Please click on the link above and click "like it" next to the number of votes so that he can win a $5000 tech makeover to get some adaptive technology that will help him use the computer. I don't know him but I would love to see him get the help he needs.

And pass it on! Thanks.


No grocery shopping with Dad today. I got to the folks' house and trouble was in the air.

Dad was so upset he wasn't speaking to anyone. I got there and he immediately went over and began poking at buttons on the phone.

"What's up?" I asked Mom.

"He can't see," she whispered. "He's trying to get in touch with the doctor."

I could have told him that the doctor was not going to be in on Sunday at 8:30 a.m. , but he was already upset enough.

Dad is a veteran of five eye operations. It began in 1983 when he tore a retina and because we were on vacation 500 miles from home, opted not to tell anyone for four days while he piloted a 30 foot RV carrying his wife, two daughters and a baby granddaughter down country roads, peering out of just one eye.

(People, when your retina tears, time is of the essence. So if a dark curtain ever descends over one eye or part of one eye, head for the eye doc or ER. Do NOT continue camping).

At 90, he has one "good" eye (not very good) and one "bad" eye (f***ing blind) and when he awoke today, the good eye wasn't working.

After much prying and prodding and roundabout answering, the truth came out: he hadn't been using his eye drops since he ran out and was waiting for the to come in the mail. He could have gotten some from the local pharmacy but he had told them to shove it when their prices were higher than the mail-order and he couldn't understand why.

So, without the necessary meds, his body began trying to kick out one of his corneal implants.

(Insert sounds of screaming here).

$115, an hour at the pharmacy and a long, convoluted phone call to an on-call eye doctor (I got on and had to try to pry information out of him while talking to her - "Dad, when was your last eye operation?" "Oh, damn it, I can't remember..."), we had three prescriptions and his promise to see his regular eye doc asap Monday.

This aging parent stuff is scary, people. I am not quite sure I will survive. I mean, you hear phrases like "the problems of the elderly," and it sounds like Charlie Brown adult language - wah WAH wah wah" but then it is there right in your face - ailments, dementia, memory problems, Medicare, pharmacy benefits that are too complicated to understand - it all adds up to one big, scary mess.

Remind me to drive off a cliff when I turn 70. Ha ha! Just joking! Not.


I got home after church and made a cup of coffee. A while later, I began to notice a funny smell in the kitchen.

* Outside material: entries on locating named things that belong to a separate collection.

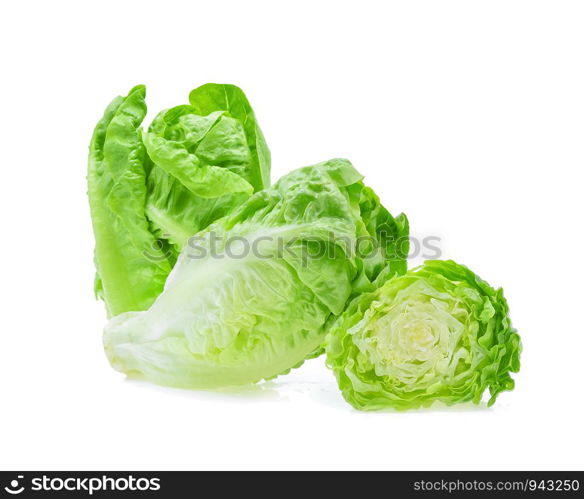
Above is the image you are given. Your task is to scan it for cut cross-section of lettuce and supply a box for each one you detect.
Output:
[327,260,521,410]
[88,84,270,316]
[104,160,408,388]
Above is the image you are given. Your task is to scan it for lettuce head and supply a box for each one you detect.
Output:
[327,260,521,410]
[87,84,270,316]
[104,160,408,388]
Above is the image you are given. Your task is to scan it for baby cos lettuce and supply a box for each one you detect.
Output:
[327,260,521,410]
[87,84,270,316]
[104,160,408,388]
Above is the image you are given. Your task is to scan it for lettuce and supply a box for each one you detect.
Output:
[104,160,408,388]
[327,260,521,410]
[87,84,270,317]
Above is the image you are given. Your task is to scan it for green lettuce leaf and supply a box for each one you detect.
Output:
[104,160,408,388]
[87,84,270,317]
[144,83,270,254]
[327,260,521,410]
[87,85,171,316]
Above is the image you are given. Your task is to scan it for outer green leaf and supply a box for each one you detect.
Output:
[88,85,270,316]
[104,160,407,388]
[327,260,521,410]
[87,85,170,316]
[144,84,270,257]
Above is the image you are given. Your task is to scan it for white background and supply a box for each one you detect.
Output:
[0,0,584,470]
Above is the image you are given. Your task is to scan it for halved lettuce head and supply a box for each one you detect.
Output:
[327,260,521,410]
[104,160,408,388]
[87,84,270,316]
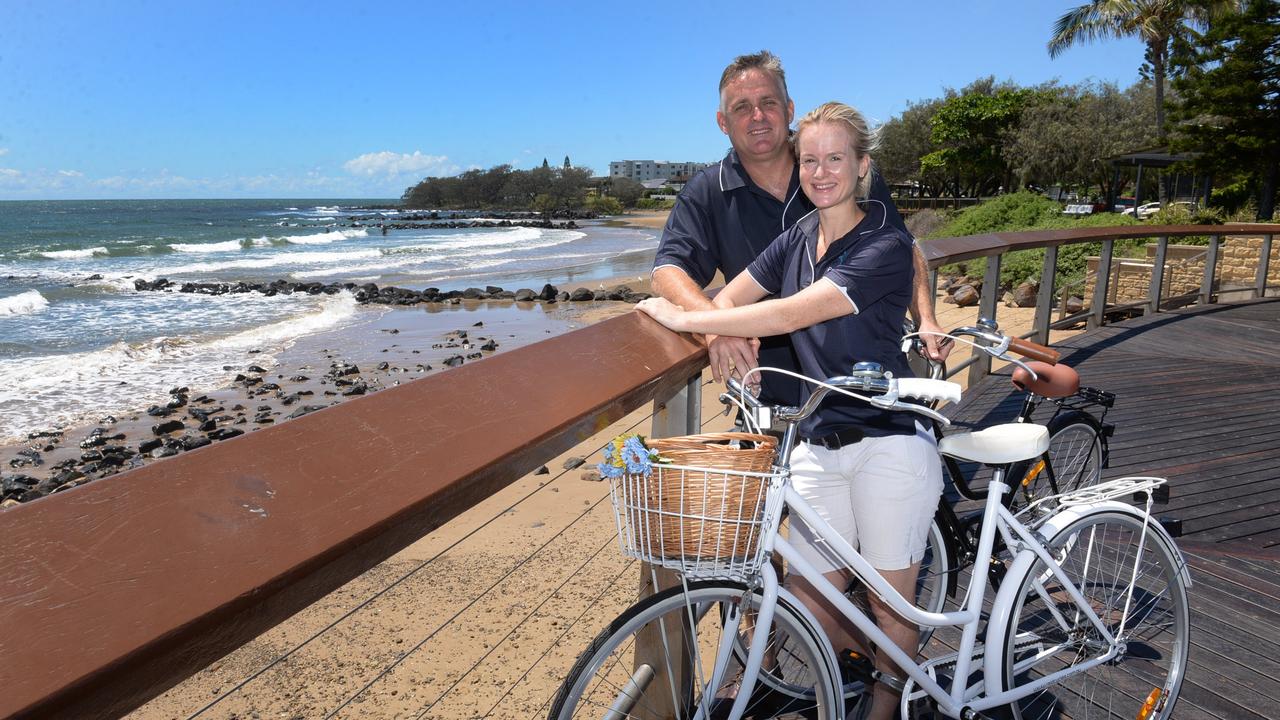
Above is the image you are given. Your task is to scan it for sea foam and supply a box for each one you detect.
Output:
[37,247,111,260]
[0,290,49,318]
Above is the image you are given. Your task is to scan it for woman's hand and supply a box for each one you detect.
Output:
[636,297,685,331]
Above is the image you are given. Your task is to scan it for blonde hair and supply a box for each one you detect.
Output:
[794,102,879,197]
[719,50,791,110]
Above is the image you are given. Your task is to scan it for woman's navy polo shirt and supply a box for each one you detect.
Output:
[746,201,915,438]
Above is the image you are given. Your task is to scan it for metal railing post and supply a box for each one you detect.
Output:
[1085,238,1116,331]
[1032,245,1057,345]
[1143,236,1169,315]
[632,373,703,717]
[650,373,703,437]
[969,255,1001,387]
[1253,234,1271,297]
[1199,234,1222,305]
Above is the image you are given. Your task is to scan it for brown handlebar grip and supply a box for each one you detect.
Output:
[1009,337,1062,365]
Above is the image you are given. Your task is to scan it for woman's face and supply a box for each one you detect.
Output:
[796,123,869,210]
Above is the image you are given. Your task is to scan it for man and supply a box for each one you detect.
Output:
[653,51,950,405]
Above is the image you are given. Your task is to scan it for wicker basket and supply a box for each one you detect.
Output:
[613,433,777,577]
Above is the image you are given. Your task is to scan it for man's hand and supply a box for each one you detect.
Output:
[916,320,955,363]
[636,297,685,332]
[707,336,760,386]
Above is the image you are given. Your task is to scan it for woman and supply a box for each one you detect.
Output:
[639,102,942,720]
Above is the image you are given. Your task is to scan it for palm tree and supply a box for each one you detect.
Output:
[1048,0,1242,145]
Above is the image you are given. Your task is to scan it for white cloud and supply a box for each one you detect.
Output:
[342,150,461,177]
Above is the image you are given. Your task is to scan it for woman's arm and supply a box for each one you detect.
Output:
[636,278,854,337]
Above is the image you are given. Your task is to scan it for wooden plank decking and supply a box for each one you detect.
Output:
[952,299,1280,720]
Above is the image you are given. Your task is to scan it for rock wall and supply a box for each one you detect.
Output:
[1080,237,1280,304]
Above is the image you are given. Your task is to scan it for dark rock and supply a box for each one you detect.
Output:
[209,428,244,439]
[151,420,186,436]
[289,405,325,418]
[951,284,979,307]
[1014,282,1039,307]
[180,436,214,450]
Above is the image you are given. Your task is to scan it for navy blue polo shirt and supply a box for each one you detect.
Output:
[653,150,813,405]
[654,149,910,405]
[746,202,915,438]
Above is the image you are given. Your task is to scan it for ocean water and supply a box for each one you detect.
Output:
[0,200,658,442]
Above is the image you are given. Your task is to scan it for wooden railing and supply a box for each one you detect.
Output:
[0,225,1275,717]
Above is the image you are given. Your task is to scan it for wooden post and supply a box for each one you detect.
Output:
[1032,245,1057,345]
[628,373,703,720]
[1085,238,1116,331]
[1253,234,1271,297]
[1199,234,1222,305]
[1143,236,1169,315]
[969,255,1001,387]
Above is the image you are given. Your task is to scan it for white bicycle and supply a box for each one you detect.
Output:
[549,340,1190,720]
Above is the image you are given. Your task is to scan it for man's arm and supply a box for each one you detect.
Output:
[653,265,760,383]
[910,242,952,363]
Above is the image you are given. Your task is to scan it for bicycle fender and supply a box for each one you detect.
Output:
[1039,500,1192,588]
[983,500,1192,693]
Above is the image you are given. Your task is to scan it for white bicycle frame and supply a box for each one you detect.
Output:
[712,458,1189,719]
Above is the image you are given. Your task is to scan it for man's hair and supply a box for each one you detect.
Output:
[719,50,791,110]
[795,102,879,197]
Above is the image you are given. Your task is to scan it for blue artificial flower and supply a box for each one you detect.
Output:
[596,434,658,478]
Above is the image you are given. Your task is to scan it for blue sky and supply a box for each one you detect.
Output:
[0,0,1142,200]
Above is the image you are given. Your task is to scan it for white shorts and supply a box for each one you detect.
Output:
[788,424,942,573]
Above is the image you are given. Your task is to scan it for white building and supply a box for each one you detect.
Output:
[609,160,712,183]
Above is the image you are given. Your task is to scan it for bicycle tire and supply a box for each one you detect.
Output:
[548,580,841,720]
[1009,410,1102,507]
[988,511,1190,720]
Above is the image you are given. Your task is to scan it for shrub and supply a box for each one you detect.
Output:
[931,191,1147,290]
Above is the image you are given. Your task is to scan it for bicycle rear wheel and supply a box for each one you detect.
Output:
[1009,410,1102,506]
[1004,511,1190,720]
[548,582,840,720]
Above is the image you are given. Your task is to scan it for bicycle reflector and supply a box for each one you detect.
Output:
[1137,688,1165,720]
[1023,460,1044,487]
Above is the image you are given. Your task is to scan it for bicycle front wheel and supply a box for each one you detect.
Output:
[548,582,838,720]
[1004,511,1190,720]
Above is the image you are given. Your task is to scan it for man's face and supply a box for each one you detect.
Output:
[716,69,795,160]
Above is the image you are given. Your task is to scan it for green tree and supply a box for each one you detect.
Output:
[1172,0,1280,219]
[609,177,644,208]
[1048,0,1239,145]
[876,99,946,197]
[1005,82,1155,195]
[920,77,1041,197]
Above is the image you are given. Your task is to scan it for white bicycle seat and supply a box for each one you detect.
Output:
[938,423,1048,465]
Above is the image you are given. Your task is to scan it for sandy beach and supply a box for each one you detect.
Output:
[115,213,1071,720]
[10,204,1085,720]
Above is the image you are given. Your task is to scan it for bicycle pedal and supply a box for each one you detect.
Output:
[837,647,876,685]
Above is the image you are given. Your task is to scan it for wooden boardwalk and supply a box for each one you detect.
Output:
[951,299,1280,720]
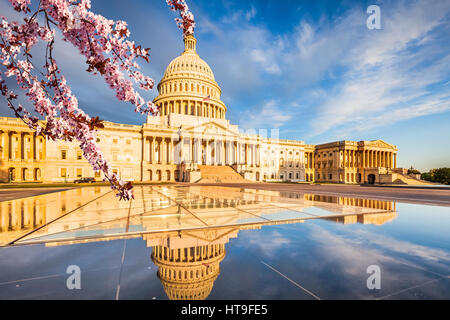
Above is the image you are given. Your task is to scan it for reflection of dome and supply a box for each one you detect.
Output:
[152,244,225,300]
[153,35,227,119]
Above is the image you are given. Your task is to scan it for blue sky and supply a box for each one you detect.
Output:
[0,0,450,170]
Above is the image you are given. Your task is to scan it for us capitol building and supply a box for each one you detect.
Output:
[0,35,403,183]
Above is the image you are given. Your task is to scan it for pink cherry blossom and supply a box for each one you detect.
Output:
[0,0,195,200]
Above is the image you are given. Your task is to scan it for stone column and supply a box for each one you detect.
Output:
[17,132,23,160]
[30,133,36,161]
[149,137,156,163]
[205,139,211,165]
[188,137,194,163]
[361,150,366,168]
[342,149,346,168]
[3,131,9,161]
[179,137,185,163]
[143,137,150,162]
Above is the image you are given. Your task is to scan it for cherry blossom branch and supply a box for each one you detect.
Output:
[0,0,195,200]
[166,0,195,36]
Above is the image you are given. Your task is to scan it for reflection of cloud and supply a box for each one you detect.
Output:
[239,230,291,258]
[311,225,450,274]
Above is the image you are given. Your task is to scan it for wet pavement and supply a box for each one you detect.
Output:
[0,186,450,300]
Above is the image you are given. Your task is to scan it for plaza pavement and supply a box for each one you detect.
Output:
[0,182,450,206]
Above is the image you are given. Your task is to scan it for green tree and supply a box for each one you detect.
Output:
[433,168,450,184]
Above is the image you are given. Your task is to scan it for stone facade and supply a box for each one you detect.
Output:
[0,35,397,183]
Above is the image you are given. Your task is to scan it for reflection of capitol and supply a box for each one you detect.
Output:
[149,230,232,300]
[0,186,396,300]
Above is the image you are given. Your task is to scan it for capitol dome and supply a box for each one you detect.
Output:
[153,35,227,119]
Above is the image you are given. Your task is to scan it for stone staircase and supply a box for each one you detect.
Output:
[392,173,433,185]
[198,165,247,183]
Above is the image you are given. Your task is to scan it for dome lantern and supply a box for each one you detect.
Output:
[184,34,197,52]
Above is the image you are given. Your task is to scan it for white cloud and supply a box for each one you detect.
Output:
[308,1,450,135]
[240,100,292,130]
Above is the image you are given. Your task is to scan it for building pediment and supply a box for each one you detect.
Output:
[364,139,397,150]
[185,121,239,137]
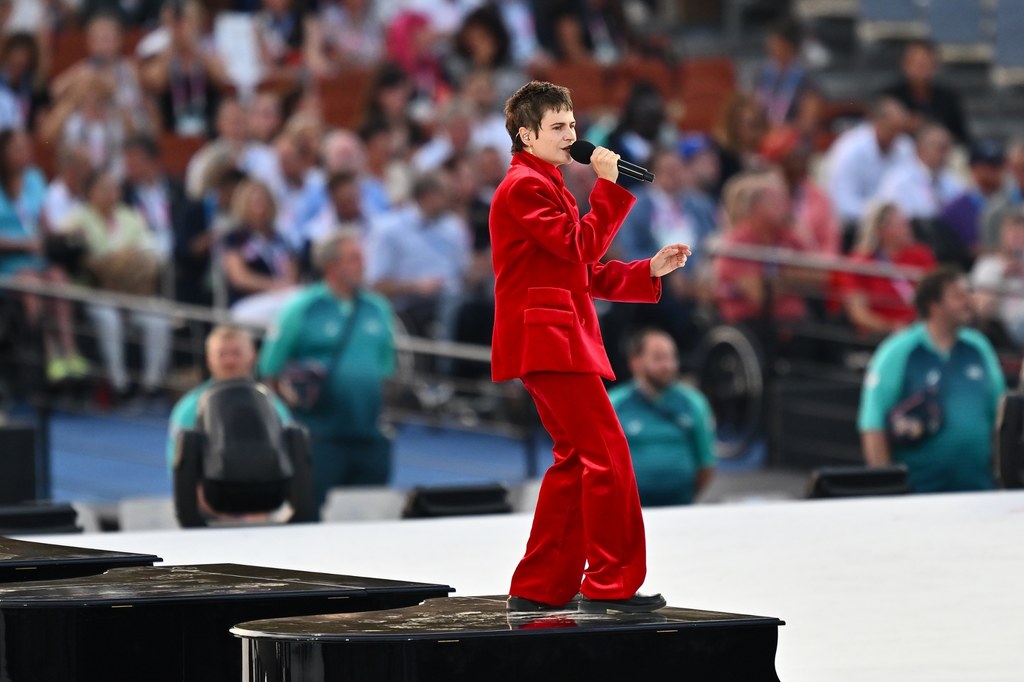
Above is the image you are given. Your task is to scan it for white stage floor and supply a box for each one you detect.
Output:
[36,493,1024,682]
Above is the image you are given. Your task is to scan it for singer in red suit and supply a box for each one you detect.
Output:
[490,81,690,611]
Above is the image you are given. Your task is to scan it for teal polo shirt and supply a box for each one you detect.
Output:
[167,379,292,471]
[259,282,395,439]
[857,322,1007,493]
[608,382,715,507]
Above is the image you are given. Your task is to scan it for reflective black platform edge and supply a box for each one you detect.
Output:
[231,597,784,682]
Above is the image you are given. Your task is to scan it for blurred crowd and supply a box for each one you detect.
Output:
[0,0,1024,403]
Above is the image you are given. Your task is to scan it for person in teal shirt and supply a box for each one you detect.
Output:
[167,325,292,472]
[608,329,715,507]
[259,229,395,505]
[857,268,1007,493]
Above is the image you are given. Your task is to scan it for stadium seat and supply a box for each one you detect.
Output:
[928,0,993,61]
[992,0,1024,87]
[858,0,933,42]
[676,57,736,133]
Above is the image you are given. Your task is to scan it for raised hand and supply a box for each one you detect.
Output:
[650,244,692,278]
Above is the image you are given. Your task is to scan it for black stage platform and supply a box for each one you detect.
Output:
[231,596,783,682]
[0,564,452,682]
[0,537,163,583]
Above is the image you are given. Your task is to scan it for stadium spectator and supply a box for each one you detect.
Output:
[607,82,675,188]
[714,172,808,333]
[321,123,397,216]
[712,92,768,200]
[247,92,284,144]
[268,131,327,253]
[50,11,152,131]
[446,3,526,100]
[939,140,1007,264]
[971,212,1024,350]
[174,157,246,308]
[882,40,971,144]
[761,127,843,256]
[0,130,88,382]
[857,268,1006,493]
[166,325,292,471]
[77,0,164,27]
[63,172,171,401]
[412,99,473,174]
[0,33,50,131]
[185,97,276,199]
[367,175,470,338]
[122,135,186,276]
[220,180,298,311]
[305,0,384,78]
[981,138,1024,253]
[259,230,394,506]
[139,0,229,137]
[836,202,936,335]
[876,124,964,221]
[608,329,716,507]
[43,144,92,232]
[753,17,822,135]
[679,133,722,203]
[362,62,430,159]
[826,97,914,241]
[253,0,312,93]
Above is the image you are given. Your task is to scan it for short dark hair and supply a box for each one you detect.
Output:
[626,327,674,359]
[768,16,804,51]
[913,265,964,319]
[124,133,160,159]
[505,81,572,154]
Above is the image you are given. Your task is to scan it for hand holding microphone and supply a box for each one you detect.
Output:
[569,139,654,182]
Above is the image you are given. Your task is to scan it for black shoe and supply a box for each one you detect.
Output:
[508,597,574,611]
[580,592,667,613]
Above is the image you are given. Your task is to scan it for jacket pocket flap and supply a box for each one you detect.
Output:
[523,308,575,327]
[526,287,572,310]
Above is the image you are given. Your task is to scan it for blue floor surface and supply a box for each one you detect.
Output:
[39,405,551,504]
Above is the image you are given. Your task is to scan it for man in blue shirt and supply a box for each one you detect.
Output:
[857,268,1007,493]
[608,329,715,507]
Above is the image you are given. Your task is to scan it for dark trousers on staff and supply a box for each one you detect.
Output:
[509,372,647,604]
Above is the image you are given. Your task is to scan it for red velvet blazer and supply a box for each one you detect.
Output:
[490,152,662,381]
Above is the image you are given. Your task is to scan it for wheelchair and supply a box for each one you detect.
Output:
[174,379,318,528]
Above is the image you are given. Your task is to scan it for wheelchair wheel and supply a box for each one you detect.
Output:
[696,325,765,459]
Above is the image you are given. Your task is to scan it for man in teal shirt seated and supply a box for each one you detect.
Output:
[608,329,715,507]
[167,325,292,471]
[857,268,1007,493]
[259,229,394,506]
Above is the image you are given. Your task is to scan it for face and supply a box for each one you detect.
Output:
[246,186,273,227]
[903,47,938,83]
[932,278,973,327]
[918,128,953,171]
[249,94,281,142]
[325,240,362,289]
[331,182,361,220]
[971,163,1002,197]
[879,208,913,250]
[89,173,120,210]
[630,334,679,391]
[5,133,32,169]
[217,101,246,140]
[519,110,575,166]
[206,336,256,381]
[86,18,121,61]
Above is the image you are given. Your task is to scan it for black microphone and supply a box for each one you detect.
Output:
[569,139,654,182]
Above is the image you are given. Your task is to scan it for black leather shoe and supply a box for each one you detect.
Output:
[580,592,667,613]
[508,597,575,611]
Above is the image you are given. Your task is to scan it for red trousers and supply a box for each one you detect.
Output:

I walked in and the 1946 O'Keefe and Merritt gas stove seemed hot. None of the burners were on, not the oven, nor the griddle, not the warming oven were on. Dang, that is one complicated stove.

I vacuumed a little and went back in to get my coffee. Still smelly. Still hot.

I took the top off the stove and was greeted by a scary sight - fire where there should not be fire. The main gas line had a hole in it and a flame about 3 inches long was shooting out of the hole.

Ummmmmm....I pulled the stove out and found 3 years worth of fuzzy dog kibble and spiderwebs. I shut the gas off and called the landlord.

He can't fix it until tomorrow, so no cooking for me. Anyone want to go out for breakfast?

That was my day. It was redeemed by a dog walk on the beach and Vietnamese vegetarian food at the tiki bar with my friends for dinner. How was yours?